On a frequent basis, you can experience things like microaggression from colleagues and patients. You can feel more at risk of a patient or a colleague complaining about you, and that turning into a full-on disciplinary process. You can feel that you are being blocked from progressing in your career, while seeing quite different career trajectories for your white counterparts. That was repeatedly mentioned by several participants. You can feel excluded and marginalised from decision-making groups and so on.

Q167       Taiwo Owatemi: Microaggression is definitely something that many NHS staff that I know personally express that they feel in the workplace.

Tricia, with regard to the social care sector, what are the challenges that colleagues from black, Asian and minority ethnic backgrounds are facing?

Tricia Pereira: Exactly the same. They talk to me about experiences around racism, bullying, lack of career progression and opportunities to progress in their careers as well. They talk of being overlooked for more senior positions. The daily microaggressions that we have already spoken of and touched on in the workplace, and also from families and from people they are supporting, seem to have increased during the pandemic. That has a real impact and effect on an individual’s wellbeing.

I myself have been going out into the community. I am still working. Our social workers are visiting, and our social care staff are visiting homes. Just the other day, when I was visiting somebody, they said, “Oh, I am pleasantly surprised.” I said, “What are you surprised about?” They said, “You speak really good English.” I stopped for a moment and said, “Thanks. I should because I was born in the midlands.” You make light of these things, but they are the daily things that staff go through. They are working on their own individually in the community, and I dont think that people understand and appreciate just how hard we are working in social care. We are supporting people with vast complex needs who are being discharged from hospitals by our health colleagues. We are supporting them, and all of that takes its toll, especially when staff are asking about risk assessments.

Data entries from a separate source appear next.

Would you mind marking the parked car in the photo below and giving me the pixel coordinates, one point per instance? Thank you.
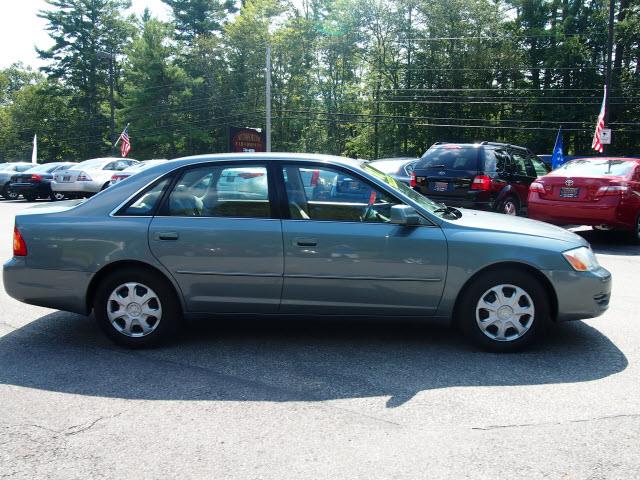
(484, 176)
(133, 169)
(171, 242)
(6, 172)
(603, 192)
(36, 182)
(398, 168)
(89, 177)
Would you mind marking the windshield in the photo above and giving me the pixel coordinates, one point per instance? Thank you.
(421, 200)
(587, 167)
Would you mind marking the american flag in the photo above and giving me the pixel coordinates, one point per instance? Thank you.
(596, 144)
(125, 147)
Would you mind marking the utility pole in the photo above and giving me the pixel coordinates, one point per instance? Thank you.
(609, 60)
(111, 58)
(267, 94)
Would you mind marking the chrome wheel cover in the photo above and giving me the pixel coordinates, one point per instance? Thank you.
(509, 208)
(505, 313)
(134, 310)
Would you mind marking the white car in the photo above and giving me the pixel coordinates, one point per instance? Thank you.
(89, 177)
(137, 168)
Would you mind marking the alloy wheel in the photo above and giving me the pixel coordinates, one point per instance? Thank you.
(134, 310)
(505, 313)
(509, 208)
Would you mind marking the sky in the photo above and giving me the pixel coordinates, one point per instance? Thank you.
(21, 29)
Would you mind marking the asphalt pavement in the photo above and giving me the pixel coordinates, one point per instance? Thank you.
(275, 399)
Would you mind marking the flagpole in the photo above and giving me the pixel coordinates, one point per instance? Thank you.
(609, 60)
(119, 136)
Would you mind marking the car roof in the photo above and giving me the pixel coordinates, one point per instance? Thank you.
(261, 157)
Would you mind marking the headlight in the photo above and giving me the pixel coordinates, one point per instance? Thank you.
(582, 259)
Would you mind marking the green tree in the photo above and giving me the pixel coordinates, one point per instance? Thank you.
(82, 30)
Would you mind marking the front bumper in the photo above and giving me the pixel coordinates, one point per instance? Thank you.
(58, 289)
(76, 187)
(581, 294)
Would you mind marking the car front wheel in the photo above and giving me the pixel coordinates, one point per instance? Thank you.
(136, 308)
(504, 310)
(509, 206)
(56, 196)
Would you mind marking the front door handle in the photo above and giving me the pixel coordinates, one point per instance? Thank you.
(167, 236)
(305, 242)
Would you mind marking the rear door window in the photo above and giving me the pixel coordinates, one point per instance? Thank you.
(538, 166)
(450, 158)
(519, 163)
(221, 191)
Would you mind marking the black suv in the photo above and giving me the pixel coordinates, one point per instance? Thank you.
(484, 176)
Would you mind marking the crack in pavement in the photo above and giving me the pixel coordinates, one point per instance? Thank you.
(544, 424)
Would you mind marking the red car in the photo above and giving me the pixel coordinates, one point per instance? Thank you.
(603, 192)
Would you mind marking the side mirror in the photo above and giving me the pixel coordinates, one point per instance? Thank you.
(404, 215)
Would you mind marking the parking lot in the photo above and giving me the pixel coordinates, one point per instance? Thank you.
(272, 399)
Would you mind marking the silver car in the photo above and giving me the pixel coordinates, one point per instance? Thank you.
(182, 239)
(89, 177)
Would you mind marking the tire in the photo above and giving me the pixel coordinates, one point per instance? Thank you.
(125, 323)
(509, 206)
(501, 335)
(9, 195)
(57, 196)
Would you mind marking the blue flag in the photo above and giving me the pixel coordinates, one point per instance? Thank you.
(558, 157)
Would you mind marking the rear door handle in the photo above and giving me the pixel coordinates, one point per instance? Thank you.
(166, 236)
(305, 242)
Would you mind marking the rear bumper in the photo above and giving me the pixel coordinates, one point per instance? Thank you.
(581, 294)
(59, 289)
(475, 199)
(76, 187)
(578, 213)
(43, 189)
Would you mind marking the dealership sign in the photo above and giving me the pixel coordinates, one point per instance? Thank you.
(246, 140)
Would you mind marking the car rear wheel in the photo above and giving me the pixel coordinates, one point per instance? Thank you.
(137, 309)
(509, 206)
(504, 310)
(56, 196)
(9, 194)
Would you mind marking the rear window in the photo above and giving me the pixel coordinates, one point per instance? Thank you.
(450, 158)
(596, 166)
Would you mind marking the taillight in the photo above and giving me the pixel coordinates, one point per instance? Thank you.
(612, 190)
(536, 187)
(481, 182)
(19, 247)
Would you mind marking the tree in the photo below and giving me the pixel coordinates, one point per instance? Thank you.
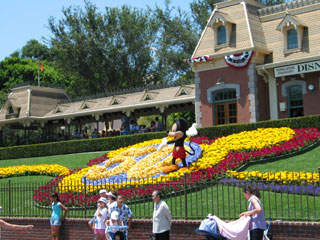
(14, 70)
(176, 42)
(103, 52)
(35, 50)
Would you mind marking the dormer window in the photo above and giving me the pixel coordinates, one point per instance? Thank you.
(292, 29)
(292, 38)
(222, 28)
(10, 110)
(222, 38)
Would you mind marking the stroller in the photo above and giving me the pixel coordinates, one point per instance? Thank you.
(208, 228)
(119, 231)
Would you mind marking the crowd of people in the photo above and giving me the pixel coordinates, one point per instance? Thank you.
(113, 217)
(133, 127)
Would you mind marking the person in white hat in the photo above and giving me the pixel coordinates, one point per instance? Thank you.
(102, 193)
(111, 225)
(100, 217)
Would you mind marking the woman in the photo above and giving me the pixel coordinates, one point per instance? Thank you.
(56, 219)
(161, 218)
(255, 211)
(125, 214)
(100, 216)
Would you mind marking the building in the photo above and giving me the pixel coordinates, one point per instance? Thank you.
(254, 62)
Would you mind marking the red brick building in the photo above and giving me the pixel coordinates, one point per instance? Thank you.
(254, 63)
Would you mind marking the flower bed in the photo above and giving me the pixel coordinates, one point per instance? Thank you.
(219, 156)
(42, 169)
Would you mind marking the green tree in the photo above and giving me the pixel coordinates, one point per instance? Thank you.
(103, 51)
(176, 42)
(35, 50)
(14, 70)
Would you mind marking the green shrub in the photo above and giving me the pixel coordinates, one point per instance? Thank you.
(111, 143)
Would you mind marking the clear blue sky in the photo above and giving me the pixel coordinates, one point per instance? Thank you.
(22, 20)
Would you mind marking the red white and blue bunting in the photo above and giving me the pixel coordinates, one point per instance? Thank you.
(240, 60)
(198, 59)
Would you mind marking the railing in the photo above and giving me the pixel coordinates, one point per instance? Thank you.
(186, 199)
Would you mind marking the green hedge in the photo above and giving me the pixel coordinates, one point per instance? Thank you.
(111, 143)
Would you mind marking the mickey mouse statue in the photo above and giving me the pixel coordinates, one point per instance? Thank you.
(179, 132)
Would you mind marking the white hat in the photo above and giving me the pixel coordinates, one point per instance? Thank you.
(110, 194)
(102, 191)
(115, 215)
(102, 199)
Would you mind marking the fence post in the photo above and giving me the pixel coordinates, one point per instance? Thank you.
(10, 203)
(85, 196)
(185, 197)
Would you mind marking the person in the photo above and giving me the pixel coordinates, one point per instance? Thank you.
(6, 225)
(111, 225)
(124, 126)
(112, 196)
(161, 221)
(152, 126)
(255, 211)
(95, 133)
(125, 213)
(158, 125)
(102, 193)
(56, 219)
(100, 217)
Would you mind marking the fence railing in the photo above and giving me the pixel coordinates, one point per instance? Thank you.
(220, 197)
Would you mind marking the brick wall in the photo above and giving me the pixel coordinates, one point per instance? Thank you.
(77, 229)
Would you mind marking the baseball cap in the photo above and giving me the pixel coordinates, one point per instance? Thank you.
(115, 215)
(104, 200)
(102, 191)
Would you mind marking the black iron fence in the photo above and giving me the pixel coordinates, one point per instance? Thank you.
(187, 199)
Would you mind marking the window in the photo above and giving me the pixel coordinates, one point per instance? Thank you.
(10, 110)
(292, 38)
(225, 106)
(295, 101)
(222, 35)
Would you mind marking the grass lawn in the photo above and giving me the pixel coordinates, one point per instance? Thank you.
(309, 162)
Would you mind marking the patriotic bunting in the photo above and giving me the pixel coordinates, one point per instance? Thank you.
(198, 59)
(240, 60)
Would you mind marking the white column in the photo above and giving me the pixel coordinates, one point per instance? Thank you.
(273, 97)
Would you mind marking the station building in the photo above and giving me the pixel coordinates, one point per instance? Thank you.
(255, 62)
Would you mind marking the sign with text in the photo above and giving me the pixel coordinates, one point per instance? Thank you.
(300, 68)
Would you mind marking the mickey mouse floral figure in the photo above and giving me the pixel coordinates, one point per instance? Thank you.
(180, 133)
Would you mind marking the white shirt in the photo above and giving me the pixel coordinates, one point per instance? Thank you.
(99, 221)
(161, 218)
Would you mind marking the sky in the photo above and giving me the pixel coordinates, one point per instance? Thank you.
(23, 20)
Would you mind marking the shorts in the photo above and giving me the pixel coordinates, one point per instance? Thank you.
(55, 222)
(99, 231)
(181, 153)
(91, 220)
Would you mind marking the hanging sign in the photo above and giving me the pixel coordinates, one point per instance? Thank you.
(198, 59)
(240, 60)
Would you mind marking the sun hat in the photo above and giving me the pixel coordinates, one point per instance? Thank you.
(110, 194)
(102, 199)
(102, 191)
(115, 215)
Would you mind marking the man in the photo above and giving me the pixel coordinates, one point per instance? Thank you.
(161, 218)
(102, 193)
(125, 213)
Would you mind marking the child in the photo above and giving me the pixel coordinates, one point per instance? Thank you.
(111, 224)
(100, 217)
(55, 220)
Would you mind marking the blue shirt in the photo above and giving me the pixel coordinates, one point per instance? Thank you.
(257, 220)
(56, 210)
(124, 213)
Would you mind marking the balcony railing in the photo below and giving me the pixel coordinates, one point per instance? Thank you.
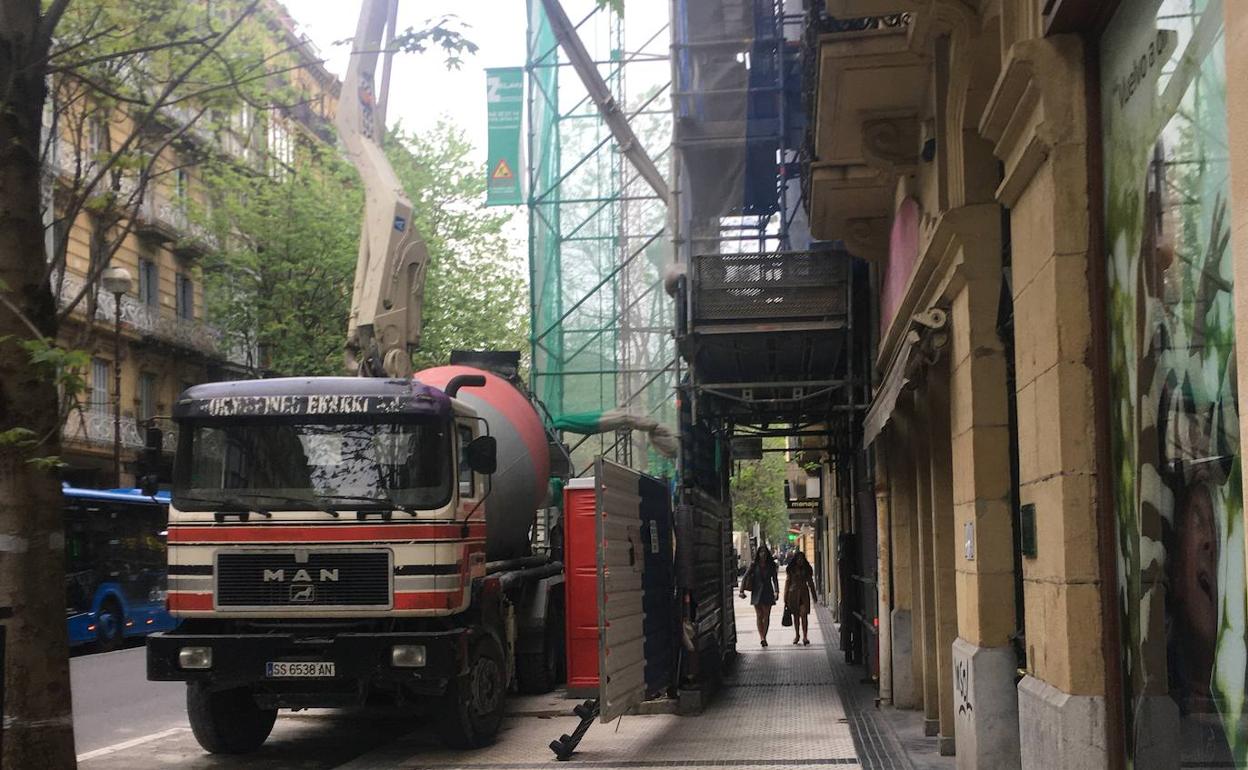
(149, 321)
(774, 286)
(94, 424)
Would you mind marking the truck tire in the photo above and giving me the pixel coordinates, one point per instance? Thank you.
(227, 721)
(473, 708)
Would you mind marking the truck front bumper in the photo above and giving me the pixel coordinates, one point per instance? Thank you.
(361, 660)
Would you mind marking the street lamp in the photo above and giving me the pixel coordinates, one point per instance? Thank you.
(116, 281)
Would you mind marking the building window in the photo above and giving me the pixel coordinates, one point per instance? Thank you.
(281, 150)
(182, 187)
(101, 372)
(149, 282)
(185, 297)
(96, 137)
(147, 385)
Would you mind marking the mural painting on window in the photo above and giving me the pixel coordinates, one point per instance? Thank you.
(1176, 423)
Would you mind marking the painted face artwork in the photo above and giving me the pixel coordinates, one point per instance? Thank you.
(1174, 413)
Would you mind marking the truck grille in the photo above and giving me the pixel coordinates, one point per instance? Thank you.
(325, 579)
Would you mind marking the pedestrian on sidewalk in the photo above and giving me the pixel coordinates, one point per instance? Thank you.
(799, 589)
(763, 582)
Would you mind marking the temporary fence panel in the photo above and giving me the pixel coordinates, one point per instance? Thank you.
(620, 609)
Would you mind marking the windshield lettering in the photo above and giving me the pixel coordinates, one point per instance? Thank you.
(283, 466)
(265, 406)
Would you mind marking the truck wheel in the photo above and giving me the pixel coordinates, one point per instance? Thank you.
(227, 721)
(474, 700)
(110, 627)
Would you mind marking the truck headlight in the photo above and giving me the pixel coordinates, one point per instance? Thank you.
(195, 658)
(407, 655)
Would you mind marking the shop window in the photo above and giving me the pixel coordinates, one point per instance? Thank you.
(1174, 429)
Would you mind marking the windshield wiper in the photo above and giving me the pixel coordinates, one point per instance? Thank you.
(375, 501)
(243, 508)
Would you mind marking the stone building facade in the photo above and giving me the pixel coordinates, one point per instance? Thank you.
(1052, 195)
(167, 338)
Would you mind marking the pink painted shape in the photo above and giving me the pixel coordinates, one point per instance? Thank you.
(902, 256)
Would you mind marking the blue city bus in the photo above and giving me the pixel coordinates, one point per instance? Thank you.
(114, 565)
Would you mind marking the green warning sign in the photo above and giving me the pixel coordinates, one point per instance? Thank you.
(504, 102)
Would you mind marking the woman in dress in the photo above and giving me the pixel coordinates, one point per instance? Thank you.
(763, 582)
(799, 588)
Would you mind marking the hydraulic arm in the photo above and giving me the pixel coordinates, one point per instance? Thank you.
(385, 323)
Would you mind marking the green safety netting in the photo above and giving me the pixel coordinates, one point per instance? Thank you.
(603, 360)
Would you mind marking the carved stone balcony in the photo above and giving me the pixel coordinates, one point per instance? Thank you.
(869, 84)
(94, 426)
(169, 222)
(151, 323)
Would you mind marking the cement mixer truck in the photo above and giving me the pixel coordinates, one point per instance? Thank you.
(345, 540)
(342, 540)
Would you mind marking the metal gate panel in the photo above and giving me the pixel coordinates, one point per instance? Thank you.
(620, 614)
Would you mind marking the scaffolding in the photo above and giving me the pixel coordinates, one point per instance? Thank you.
(600, 320)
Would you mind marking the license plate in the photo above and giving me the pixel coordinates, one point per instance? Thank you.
(298, 669)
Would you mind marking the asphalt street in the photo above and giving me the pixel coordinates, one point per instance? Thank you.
(780, 708)
(115, 703)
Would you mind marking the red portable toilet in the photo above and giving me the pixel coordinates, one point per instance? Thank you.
(580, 585)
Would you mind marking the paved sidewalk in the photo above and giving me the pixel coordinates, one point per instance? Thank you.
(781, 706)
(780, 709)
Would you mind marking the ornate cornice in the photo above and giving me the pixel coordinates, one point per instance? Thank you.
(1036, 105)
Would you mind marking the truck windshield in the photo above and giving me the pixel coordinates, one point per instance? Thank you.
(278, 464)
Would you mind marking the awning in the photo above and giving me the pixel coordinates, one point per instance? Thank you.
(922, 343)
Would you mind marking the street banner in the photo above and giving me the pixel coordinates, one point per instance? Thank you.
(504, 95)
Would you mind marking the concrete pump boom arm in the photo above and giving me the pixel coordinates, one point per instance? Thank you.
(385, 323)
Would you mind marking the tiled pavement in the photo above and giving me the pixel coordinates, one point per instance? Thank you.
(783, 706)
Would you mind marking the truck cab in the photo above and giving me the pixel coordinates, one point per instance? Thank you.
(326, 548)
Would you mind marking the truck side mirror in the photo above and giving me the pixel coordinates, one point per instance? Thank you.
(150, 459)
(483, 454)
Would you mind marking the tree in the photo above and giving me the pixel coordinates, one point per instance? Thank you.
(758, 494)
(474, 296)
(141, 76)
(282, 282)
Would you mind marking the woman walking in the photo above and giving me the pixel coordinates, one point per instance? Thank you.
(799, 589)
(763, 582)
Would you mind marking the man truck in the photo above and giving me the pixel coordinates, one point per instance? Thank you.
(335, 540)
(341, 540)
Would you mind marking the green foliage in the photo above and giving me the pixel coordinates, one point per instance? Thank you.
(758, 494)
(439, 34)
(18, 437)
(474, 296)
(283, 283)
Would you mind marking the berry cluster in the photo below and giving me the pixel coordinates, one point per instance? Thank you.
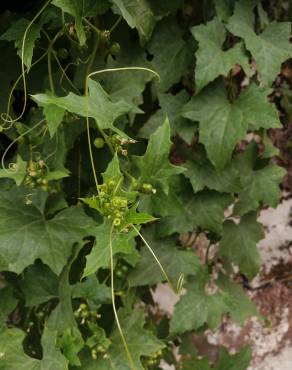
(36, 175)
(120, 144)
(110, 205)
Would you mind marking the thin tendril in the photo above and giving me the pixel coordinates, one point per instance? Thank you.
(180, 279)
(64, 74)
(4, 115)
(23, 70)
(124, 69)
(15, 140)
(87, 107)
(114, 26)
(131, 362)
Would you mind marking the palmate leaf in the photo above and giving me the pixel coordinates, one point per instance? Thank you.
(13, 356)
(198, 306)
(16, 33)
(238, 244)
(16, 173)
(99, 257)
(74, 8)
(39, 285)
(172, 60)
(154, 165)
(170, 107)
(270, 48)
(259, 185)
(211, 60)
(141, 342)
(8, 303)
(138, 14)
(223, 124)
(202, 174)
(26, 234)
(238, 361)
(127, 85)
(98, 105)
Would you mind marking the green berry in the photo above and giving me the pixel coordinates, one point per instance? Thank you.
(63, 53)
(117, 221)
(115, 48)
(94, 354)
(98, 142)
(111, 184)
(32, 173)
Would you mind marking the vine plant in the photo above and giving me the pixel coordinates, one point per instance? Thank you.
(128, 127)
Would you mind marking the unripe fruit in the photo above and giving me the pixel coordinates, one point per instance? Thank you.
(115, 48)
(98, 142)
(63, 53)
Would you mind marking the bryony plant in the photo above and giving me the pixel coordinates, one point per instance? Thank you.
(127, 126)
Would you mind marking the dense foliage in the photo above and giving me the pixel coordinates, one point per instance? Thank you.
(127, 125)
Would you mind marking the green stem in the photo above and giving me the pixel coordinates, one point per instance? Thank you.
(180, 280)
(23, 70)
(129, 356)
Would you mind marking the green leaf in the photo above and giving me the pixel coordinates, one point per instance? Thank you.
(206, 301)
(98, 105)
(99, 256)
(239, 244)
(202, 173)
(212, 61)
(76, 9)
(138, 14)
(239, 361)
(196, 307)
(113, 171)
(17, 172)
(128, 85)
(25, 233)
(174, 261)
(94, 292)
(54, 117)
(39, 285)
(7, 303)
(141, 342)
(135, 218)
(224, 9)
(172, 60)
(171, 106)
(223, 124)
(205, 211)
(52, 358)
(57, 175)
(71, 343)
(16, 33)
(260, 187)
(154, 165)
(270, 48)
(13, 356)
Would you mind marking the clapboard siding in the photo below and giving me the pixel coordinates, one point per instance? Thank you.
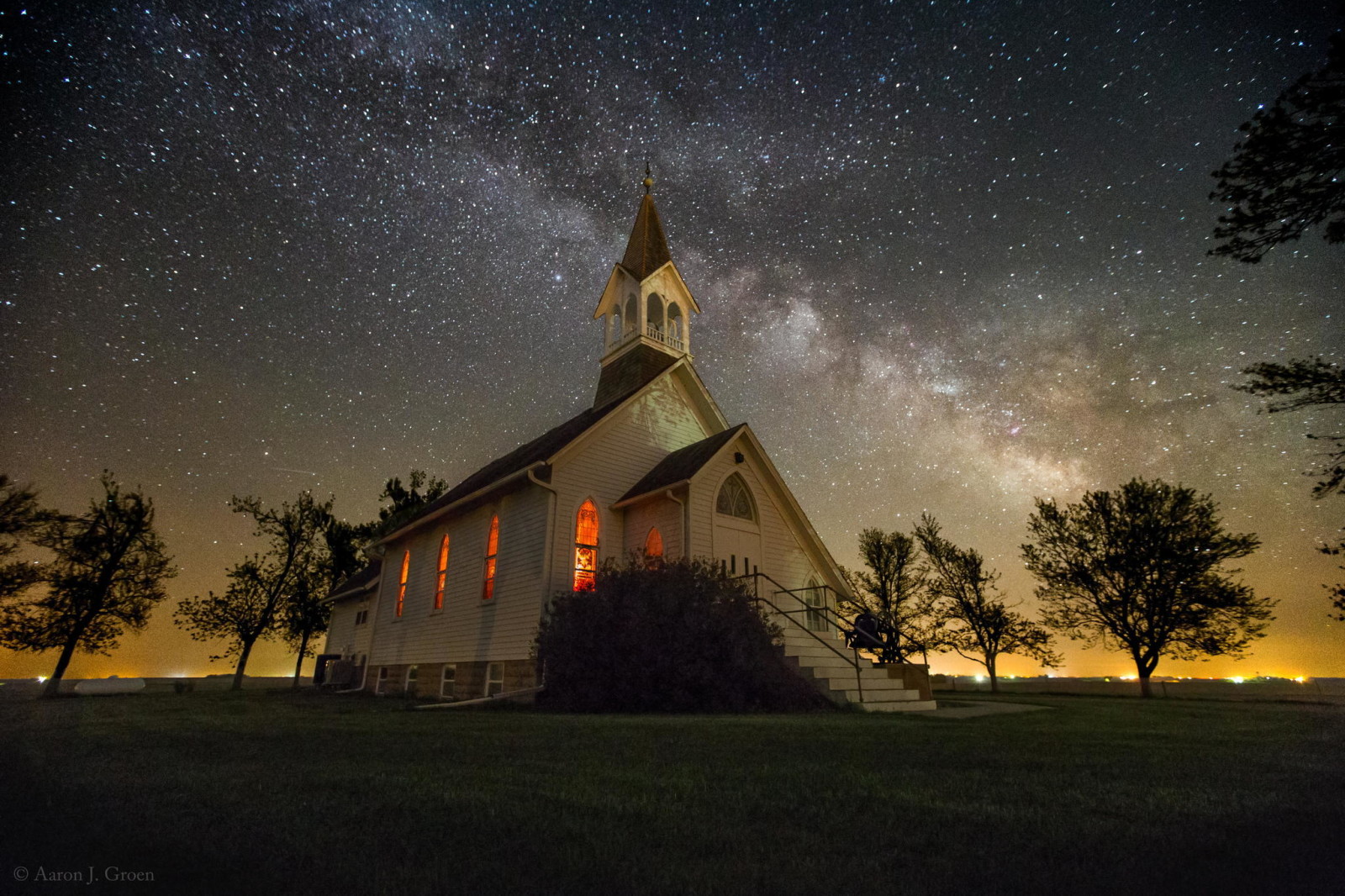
(340, 630)
(343, 635)
(661, 512)
(783, 557)
(612, 459)
(467, 629)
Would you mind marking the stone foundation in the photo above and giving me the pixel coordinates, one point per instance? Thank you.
(468, 683)
(914, 676)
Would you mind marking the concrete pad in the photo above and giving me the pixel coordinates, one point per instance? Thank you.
(981, 708)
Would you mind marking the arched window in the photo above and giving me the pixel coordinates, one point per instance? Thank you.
(443, 573)
(401, 582)
(815, 596)
(654, 546)
(585, 546)
(493, 544)
(654, 314)
(676, 324)
(632, 313)
(735, 499)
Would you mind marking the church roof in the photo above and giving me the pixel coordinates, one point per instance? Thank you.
(358, 582)
(647, 250)
(683, 463)
(533, 452)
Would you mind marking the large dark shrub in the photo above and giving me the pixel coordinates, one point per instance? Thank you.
(678, 636)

At the beginning of the pandemic, there was concern when it started to be heard and known that certain members of communities were perhaps more at risk of Covid. Staff were asking about individual and organisational risk assessments, to enable them to do their work safely. They were made to feel that they were being over-anxious: “This is part of the job. You go out into the community. You support.” They dont want to let their colleagues down. They want to keep going on, and they will still keep going on.

There was the introduction of the risk reduction framework, but it would be interesting to know how it has been adopted across social care. Larger organisations have their own templates to do risk assessments, but how is it being done in a meaningful way? We know that in the NHS 95% of BAME staff have had a risk assessment. We dont have the same data for social care. That is something we need to have.

Q168       Taiwo Owatemi: I agree. It is one of the key issues that we are looking at in other investigations that we are currently doing in the Committee in terms of what improvements can be made in the social care sector.

Following up on that, what barriers do you think prevent colleagues from black, Asian and minority ethnic backgrounds from raising their concerns in the workplace?

Tricia Pereira: They dont want to be labelled as challenging and difficult. They feel that they are misunderstood. We have spoken about parity, and it is very clear that it is not there; it is not the same. They feel that their career progression opportunities may be limited. Also, a large proportion of the workforce are in lower-paid roles. They are not low-skilled roles, just lower paid, especially in comparison with our colleagues in the NHS. They are doing almost identical work but are paid much less. They perhaps have to work across organisations to be able to make up their pay, and they do not want to lose their shifts. They do not want to be penalised in that way, so there is a fear of speaking out.

Q169       Taiwo Owatemi: Precisely. They do not feel safe enough to be able to raise their concerns, and they think their job might be at risk if they do.

Tricia Pereira: Yes. That is some of the anecdotal evidence that people are talking to us about. Large-sector organisations, like the British Association of Social Workers and Skills for Care, have set up peer support sessions and opportunities, so that people have a safe space in which to talk honestly and openly but anonymously about their experiences. That is one of the ways that they are able to capture some of the data, but there is fear of speaking out.

Taiwo Owatemi: It would be good to be able to look at that data and see what information has been collected. Thank you.

Chair: Yes, that would be helpful. If you are able to supply that to us, Tricia, it would be really helpful.

Q170       Taiwo Owatemi: What can managers and leaders do to support colleagues from black, Asian and minority ethnic backgrounds? I also want to ask a bit more about the Covid-19 experiences. I know that has been raised a lot.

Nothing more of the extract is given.